To the rest of the world, the 2014-2016 Ebola epidemic in West Africa evokes vivid memories of one of the worst viral infections ever recorded in history that left thousands in several west African countries dead. But for people living in these countries, it is the aftermath of the epidemic that has been the worst to deal with.
According to the leadership of a Church-based organization working with Ebola survivors in Sierra Leone where the disease was most widespread, there is no single day that passes by without a reminder of the devastation that was caused by the deadly disease.
“The world may have moved on after West Africa was declared free from Ebola but for people living here, the pain and devastation that was caused by the disease has become part of the daily experiences,” Fr. Peter Konteh, the Executive Director Caritas Freetown in Sierra Leone told ACI Africa in an interview.
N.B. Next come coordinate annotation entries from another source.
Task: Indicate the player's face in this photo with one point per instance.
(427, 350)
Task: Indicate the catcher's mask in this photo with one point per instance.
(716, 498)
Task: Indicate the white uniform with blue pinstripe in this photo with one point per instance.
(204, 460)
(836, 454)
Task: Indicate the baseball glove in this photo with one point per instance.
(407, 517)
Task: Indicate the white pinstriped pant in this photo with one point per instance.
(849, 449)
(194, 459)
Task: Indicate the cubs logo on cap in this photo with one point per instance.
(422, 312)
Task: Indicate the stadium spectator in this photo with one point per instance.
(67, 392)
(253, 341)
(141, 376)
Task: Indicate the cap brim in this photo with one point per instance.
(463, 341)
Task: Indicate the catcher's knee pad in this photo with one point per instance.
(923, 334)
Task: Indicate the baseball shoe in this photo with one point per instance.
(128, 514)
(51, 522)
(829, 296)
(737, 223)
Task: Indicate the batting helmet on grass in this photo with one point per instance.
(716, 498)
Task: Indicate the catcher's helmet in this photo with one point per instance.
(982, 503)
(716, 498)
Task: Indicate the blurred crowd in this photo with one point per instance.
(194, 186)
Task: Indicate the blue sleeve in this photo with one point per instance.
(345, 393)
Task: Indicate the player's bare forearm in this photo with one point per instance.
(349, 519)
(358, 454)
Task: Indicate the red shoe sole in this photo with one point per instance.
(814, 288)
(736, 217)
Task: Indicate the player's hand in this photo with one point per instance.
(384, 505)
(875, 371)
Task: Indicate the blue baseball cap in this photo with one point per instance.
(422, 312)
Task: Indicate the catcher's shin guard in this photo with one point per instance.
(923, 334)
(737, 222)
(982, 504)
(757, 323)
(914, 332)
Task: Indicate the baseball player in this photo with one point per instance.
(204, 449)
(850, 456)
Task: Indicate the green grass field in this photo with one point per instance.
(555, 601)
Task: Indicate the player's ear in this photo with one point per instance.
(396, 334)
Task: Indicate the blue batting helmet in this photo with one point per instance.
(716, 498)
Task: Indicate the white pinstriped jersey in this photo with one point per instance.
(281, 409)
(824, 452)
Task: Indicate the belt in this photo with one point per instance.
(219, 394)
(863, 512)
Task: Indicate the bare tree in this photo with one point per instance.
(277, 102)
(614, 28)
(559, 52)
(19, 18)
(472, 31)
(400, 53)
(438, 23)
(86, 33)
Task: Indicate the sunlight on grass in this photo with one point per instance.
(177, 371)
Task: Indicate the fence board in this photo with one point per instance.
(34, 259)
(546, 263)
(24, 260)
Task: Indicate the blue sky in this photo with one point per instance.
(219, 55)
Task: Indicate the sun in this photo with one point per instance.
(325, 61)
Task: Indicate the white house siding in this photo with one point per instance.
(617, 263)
He added, referring to the aftermath of the Ebola crisis particularly in Sierra Leone, “Here, Ebola survivors were left with lifelong health complications. The women have suffered early menopause while men suffer from erectile dysfunction and severe headaches. Most of these aftereffects are highly stigmatizing for the survivors.”
When health agencies declared that Guinea, Liberia, Sierra Leone, Mali, Nigeria and Senegal were finally free of Ebola in 2016, there were 28,652 suspected, probable and confirmed cases and 11,325 related deaths in all the six West African countries.